Why do Northerners sing pop songs with fake Southern accents and nobody
seems to notice? Because it's become a "standard" feature. It can be
explained historically but not justified logically. As we've discussed here
recently, if "decimare" in Latin meant "to execute every tenth one" (one of
those unsplittable infinitives) must to "decimate" in English be confined to
an identical meaning? And if so, how can we enforce our decision? Or any
decision like it that the public doesn't feel like honoring?
An astronomer who thinks "Jupiter" is really called "Venus" will not keep
his position long because other astronomers won't stand for it. If
people talk of Marines as soldiers, who can stop them? (I agree that a
professional journalist should be held to a higher standard, but most people
are not journalists.)
So what is "right" and what is "wrong" in English usage? Usage ultimately
decides; that's how we got from Beowulf's English to here. One may prod and
protest, but common usage always wins out.
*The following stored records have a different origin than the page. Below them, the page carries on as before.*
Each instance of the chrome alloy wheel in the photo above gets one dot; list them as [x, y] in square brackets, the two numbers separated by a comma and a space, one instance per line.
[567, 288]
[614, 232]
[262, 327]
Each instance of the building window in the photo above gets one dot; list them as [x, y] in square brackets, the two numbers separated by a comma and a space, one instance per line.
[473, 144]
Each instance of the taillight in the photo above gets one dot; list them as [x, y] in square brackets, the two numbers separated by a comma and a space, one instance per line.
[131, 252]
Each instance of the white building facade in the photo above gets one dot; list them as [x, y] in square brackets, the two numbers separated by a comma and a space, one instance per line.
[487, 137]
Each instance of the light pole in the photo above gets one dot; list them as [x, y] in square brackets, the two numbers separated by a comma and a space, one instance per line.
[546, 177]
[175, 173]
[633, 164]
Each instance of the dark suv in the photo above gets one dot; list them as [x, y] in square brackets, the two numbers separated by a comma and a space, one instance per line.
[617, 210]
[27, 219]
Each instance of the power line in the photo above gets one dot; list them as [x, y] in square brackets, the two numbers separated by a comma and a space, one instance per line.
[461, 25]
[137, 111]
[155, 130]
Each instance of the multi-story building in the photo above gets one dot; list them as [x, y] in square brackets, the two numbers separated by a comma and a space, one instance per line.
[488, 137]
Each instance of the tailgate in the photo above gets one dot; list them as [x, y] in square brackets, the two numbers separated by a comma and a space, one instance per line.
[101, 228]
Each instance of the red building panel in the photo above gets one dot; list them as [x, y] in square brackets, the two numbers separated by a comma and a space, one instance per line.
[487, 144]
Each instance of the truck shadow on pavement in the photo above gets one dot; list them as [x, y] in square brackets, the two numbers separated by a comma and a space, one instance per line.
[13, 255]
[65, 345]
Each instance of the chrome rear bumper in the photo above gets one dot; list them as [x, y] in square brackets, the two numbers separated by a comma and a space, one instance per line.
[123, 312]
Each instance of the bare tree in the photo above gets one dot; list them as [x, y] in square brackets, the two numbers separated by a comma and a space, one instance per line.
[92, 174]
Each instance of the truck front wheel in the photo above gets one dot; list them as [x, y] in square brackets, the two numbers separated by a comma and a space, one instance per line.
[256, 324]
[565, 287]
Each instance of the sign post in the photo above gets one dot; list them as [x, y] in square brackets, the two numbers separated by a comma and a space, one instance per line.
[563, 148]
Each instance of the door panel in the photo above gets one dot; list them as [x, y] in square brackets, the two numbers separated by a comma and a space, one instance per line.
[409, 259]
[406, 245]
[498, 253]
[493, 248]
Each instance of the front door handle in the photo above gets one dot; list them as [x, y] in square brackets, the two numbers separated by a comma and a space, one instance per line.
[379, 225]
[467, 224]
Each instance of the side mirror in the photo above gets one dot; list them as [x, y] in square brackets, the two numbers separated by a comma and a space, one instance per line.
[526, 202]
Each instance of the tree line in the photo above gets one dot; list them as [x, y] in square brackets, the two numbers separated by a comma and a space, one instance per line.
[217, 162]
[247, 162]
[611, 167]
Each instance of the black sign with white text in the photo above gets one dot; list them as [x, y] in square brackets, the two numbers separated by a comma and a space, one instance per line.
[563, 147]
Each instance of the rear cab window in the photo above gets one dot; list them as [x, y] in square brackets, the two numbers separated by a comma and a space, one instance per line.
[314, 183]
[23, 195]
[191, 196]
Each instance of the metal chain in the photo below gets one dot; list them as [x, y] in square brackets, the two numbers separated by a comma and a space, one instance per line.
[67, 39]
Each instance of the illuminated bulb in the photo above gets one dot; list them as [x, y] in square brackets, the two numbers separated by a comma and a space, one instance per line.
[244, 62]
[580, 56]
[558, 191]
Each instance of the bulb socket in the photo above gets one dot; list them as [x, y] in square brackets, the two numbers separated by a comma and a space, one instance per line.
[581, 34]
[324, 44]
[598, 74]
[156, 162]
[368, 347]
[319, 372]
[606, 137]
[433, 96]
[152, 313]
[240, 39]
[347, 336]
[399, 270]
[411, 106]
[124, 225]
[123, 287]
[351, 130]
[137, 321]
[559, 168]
One more word. The popular belief about English in general being at risk of
"decay" in any meaningful sense of the word is nonsense. People have
always made blunders that don't stick; the ones that do stick and spread
become "normal" and the system adjusts elsewhere to retain clarity. By the
principle of "decay," Shakespeare and Chaucer were much poorer writers than
Bede because Will and Geoff didn't use his presumably "purer" Old English.
If English hasn't produced a later writer as great as Shakespeare (and
"greatness" cannot be measured mathematically), blame Shakespeare's genius,
not the supposed "decay" of English.